Left click and hold while you draw a fairly deep rectangular selection right across the image. Start at the left edge, sweep across to the right, then down (outside of the image slightly to keep the edge straight), then sweep back left to the border, out again and up to join up to where you started. Now, release the left mouse button, and you’ll see the “marching ants”, depicting the selection.
If you made a mistake and the edge is ragged, for instance, draw a loop around it, from one edge of the selection to the next. Keep doing that until the selection is neat. You’ll soon get the hang of it. If you simply can’t correct it, or it’s taking too long, right click anywhere on the image to delete it. Then, simply start again.
Step 3 Adjust Depth of Field
With your selection wrapped it’s time for PSP to make a mask, but before you stop there, this is the easy (and definitely fun) part. From the main menu, select Adjust > Depth of Field…
This command opens a new adjustment window, showing before and after previews and if you’ve got the Preview on Image box checked, you’ll be able to see the effect on the image in the main editor window.
The trick here is not to overdo the Blur; I’ve selected an intensity of just 6 percent. If you have the intensity too high it’s just not realistic. You’ll need to keep the feathering low too. I’ve selected 6 percent again, but you’ll need to experiment to get it right for the image you are using. If it’s too high, or you’ve a narrow selection, you’ll find the image is blurred throughout. That’s not what you’re aiming for. I’ve increased the Focus range by ramping up the slider to the right but it seems to have very little effect on a small selection. Still, it all helps. Click OK when you’re happy. And, then Right click the image to remove the selection. That’s an important step.
Step 4 Adjust Saturation…
To make the image slightly unrealistic now, but definitely more miniature-like, we’re going to adjust the saturation. From the main menu, select Adjust > Hue and Saturation > Hue/Saturation/Lightness…or, if you prefer the shortcut, choose Shift+H.
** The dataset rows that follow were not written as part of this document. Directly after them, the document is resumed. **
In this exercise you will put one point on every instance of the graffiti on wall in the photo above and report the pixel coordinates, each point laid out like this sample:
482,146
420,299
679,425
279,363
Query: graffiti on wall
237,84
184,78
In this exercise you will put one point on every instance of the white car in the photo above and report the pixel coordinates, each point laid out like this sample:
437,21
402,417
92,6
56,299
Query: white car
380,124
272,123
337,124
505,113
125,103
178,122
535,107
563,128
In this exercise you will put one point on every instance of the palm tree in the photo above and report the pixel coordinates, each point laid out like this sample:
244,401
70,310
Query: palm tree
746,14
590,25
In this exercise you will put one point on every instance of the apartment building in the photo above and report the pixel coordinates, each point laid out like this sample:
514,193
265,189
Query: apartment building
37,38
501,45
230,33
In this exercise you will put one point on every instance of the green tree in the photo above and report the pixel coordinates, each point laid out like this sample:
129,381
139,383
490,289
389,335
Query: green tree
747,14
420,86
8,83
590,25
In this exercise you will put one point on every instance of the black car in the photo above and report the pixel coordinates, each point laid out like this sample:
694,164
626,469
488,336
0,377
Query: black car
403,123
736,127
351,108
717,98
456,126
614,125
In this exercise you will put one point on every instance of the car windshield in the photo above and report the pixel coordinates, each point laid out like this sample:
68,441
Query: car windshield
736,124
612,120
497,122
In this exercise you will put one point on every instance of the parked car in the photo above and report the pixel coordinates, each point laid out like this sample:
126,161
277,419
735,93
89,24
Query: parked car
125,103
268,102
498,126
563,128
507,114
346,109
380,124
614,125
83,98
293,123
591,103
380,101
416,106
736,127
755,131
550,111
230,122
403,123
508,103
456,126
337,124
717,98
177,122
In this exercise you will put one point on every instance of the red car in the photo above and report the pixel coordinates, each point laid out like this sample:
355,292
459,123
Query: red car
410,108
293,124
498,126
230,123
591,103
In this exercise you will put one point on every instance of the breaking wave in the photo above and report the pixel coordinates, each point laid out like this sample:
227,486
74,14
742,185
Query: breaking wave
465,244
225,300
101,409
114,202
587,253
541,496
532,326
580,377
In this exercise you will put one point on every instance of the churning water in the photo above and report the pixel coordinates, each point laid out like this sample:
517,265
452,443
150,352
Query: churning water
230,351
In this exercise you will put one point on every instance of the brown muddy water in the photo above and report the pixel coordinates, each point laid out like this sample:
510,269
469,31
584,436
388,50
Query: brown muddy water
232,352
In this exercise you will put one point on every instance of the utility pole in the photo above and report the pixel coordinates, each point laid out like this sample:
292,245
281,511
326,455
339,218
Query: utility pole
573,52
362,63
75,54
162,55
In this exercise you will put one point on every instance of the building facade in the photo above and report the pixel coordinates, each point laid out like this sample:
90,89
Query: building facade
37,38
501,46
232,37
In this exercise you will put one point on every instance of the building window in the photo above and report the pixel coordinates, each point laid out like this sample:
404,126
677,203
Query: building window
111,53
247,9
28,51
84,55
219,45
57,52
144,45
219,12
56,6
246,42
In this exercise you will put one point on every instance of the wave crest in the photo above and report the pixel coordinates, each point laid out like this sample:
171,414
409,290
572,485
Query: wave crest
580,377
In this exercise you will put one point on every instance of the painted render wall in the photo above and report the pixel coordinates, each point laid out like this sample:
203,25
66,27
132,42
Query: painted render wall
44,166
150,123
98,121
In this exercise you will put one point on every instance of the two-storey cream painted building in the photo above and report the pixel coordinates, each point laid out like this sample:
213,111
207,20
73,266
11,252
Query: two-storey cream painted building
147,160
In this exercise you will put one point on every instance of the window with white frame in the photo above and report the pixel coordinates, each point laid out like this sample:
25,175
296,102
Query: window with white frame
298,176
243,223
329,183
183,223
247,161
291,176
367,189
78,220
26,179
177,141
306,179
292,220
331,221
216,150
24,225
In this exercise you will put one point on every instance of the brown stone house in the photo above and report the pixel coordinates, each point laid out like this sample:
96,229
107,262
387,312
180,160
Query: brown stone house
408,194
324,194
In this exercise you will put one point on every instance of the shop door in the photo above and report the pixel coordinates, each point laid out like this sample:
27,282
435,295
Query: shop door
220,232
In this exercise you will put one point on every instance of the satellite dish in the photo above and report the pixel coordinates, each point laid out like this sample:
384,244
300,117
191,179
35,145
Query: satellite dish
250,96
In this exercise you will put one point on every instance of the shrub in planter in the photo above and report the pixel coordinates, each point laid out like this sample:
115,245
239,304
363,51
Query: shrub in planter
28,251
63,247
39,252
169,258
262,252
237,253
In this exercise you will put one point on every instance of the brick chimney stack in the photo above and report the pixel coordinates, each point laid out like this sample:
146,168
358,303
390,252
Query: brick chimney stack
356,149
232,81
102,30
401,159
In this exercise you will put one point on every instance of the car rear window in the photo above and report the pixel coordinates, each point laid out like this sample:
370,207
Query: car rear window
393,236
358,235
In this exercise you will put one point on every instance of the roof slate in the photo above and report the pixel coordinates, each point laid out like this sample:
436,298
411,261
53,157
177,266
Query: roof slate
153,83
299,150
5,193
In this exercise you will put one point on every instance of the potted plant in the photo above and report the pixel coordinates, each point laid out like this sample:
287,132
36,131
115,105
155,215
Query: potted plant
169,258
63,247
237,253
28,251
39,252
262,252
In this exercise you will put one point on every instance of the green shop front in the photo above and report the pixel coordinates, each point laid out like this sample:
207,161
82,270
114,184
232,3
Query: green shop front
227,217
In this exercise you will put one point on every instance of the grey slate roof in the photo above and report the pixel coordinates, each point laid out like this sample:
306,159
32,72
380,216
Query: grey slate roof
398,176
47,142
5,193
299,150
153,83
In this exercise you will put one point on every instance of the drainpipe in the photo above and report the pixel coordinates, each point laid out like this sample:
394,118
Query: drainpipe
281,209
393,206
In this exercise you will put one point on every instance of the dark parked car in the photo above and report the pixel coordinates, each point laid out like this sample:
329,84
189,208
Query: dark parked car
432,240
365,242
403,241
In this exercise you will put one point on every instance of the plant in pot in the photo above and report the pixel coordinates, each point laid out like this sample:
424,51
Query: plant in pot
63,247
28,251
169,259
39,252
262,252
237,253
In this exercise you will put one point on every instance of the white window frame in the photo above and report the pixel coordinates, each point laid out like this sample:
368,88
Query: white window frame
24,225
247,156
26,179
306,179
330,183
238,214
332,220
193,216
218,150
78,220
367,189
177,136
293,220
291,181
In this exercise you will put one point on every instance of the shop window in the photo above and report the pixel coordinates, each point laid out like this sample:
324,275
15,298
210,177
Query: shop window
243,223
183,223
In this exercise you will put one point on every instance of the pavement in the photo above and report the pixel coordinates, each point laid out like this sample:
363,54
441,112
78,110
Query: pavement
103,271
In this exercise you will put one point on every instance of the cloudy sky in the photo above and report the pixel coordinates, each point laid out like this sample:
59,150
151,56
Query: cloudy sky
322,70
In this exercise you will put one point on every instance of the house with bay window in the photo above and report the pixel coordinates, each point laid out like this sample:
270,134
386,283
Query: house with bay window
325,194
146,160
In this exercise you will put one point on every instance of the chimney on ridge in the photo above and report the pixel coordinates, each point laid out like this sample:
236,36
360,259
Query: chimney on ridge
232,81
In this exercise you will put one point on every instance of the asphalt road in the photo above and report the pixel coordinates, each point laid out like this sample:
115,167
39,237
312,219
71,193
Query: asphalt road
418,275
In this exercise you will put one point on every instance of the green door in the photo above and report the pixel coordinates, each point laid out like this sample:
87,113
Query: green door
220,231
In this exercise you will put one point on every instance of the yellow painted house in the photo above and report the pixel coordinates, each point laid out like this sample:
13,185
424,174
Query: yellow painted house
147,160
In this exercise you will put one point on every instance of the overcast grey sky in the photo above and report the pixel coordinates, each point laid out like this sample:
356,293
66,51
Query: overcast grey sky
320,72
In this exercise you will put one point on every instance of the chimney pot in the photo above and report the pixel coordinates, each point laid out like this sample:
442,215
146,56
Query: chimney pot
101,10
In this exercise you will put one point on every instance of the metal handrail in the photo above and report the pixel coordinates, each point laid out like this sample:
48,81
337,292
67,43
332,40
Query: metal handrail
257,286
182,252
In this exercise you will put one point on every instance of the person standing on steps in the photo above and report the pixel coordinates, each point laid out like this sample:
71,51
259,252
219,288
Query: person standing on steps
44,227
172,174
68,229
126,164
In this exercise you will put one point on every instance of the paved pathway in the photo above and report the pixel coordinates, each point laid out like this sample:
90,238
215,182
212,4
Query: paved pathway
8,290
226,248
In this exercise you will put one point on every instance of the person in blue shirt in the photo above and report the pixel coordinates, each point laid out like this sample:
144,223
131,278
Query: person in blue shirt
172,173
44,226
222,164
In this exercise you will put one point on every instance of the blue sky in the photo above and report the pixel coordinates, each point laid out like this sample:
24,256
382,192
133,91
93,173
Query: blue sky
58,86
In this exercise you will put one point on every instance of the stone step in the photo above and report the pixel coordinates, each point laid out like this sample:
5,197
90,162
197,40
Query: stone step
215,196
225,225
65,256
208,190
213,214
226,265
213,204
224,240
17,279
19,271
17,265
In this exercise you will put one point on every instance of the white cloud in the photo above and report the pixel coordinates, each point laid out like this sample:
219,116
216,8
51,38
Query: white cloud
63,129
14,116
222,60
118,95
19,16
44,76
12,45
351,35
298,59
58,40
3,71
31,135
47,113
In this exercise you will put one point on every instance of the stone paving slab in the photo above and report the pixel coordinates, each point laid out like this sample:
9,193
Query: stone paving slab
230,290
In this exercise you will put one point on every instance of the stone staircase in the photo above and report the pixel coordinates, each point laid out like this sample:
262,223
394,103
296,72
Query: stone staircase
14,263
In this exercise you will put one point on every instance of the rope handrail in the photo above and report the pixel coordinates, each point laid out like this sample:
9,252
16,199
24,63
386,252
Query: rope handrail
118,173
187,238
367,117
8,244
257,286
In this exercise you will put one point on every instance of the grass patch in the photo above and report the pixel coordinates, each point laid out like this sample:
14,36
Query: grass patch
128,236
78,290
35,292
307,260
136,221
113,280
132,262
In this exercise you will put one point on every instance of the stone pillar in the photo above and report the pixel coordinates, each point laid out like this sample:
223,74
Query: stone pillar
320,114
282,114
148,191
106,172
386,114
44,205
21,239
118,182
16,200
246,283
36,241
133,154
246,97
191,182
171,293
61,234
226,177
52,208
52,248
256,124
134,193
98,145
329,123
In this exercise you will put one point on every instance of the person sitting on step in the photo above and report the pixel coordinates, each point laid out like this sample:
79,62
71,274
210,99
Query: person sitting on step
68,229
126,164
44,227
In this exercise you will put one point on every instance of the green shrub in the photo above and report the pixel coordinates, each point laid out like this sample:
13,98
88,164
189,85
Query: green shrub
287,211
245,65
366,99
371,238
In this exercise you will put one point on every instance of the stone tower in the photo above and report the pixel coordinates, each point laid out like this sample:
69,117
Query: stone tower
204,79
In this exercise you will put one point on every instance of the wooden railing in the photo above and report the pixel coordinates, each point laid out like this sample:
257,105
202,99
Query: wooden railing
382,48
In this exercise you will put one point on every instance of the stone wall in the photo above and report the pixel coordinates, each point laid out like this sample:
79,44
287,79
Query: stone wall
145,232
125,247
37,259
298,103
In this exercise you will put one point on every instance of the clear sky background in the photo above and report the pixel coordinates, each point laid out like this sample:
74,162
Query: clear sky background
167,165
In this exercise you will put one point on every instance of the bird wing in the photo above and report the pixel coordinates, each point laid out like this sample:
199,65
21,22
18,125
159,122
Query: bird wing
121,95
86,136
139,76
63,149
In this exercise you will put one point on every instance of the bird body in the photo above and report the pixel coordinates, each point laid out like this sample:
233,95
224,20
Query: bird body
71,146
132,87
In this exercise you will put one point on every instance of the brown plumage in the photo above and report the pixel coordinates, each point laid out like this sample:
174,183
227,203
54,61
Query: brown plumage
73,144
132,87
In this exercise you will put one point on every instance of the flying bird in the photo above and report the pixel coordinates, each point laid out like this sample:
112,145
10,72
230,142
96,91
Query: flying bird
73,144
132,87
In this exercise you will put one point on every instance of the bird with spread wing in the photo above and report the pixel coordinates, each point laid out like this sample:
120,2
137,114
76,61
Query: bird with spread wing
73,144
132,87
The HSL window opens. You can preview before and after images again, or preview the effect on the main image. I’ve inched the Saturation slider up 30 points, but it’s something you’ll need gauge by eye. I’ve left both Hue and Lightness untouched. Click OK when you’re done.
Step 5 Sharpen to taste…
In our final step, all we need do now is add some sharpening. If you’re unsure about the various sharpening techniques for different subjects, simply head to Adjust > Sharpness > Sharpen More while observing the effect at 100 percent actual pixels.
To do this, click on the Pan tool in the Tools palette, and then from the Tools Options palette, click the 1:1 icon, Actual size. Now pan to the area of interest (the subject or centre of the image). If you feel it needs more sharpening repeat the command (Adjust > Sharpness > Sharpen More).
If, however, you feel confident using the Unsharp Mask filter (and PSP has an excellent USM tool with before and after previews) then from the main menu, select Adjust > Sharpness > Unsharp Mask… Remember, we’re trying to make this look slightly surreal, so we must be fairly heavy with the sharpening, but we must also try to avoid artifacts, such as unsightly noise and halos.
Invoking the Unsharp Mask command will reveal a new window, and if the Before and After previews aren’t shown, click on the little pull-down Preview arrow, top left. Check the Preview on Image box too, so you get an overview. As a guide, in the Radius box, anywhere between 1 and 2.0 pixels will suffice, set Clipping between 3 and 8 (lower being more intense). This then leaves you to adjust the Strength by eye between 100 to 150, depending on the image. Click Okay when you’re done, then Save, or Save As… to make a copy. And that is it; you’ll be left with an image imitating that vaunted Tilt & Shift look.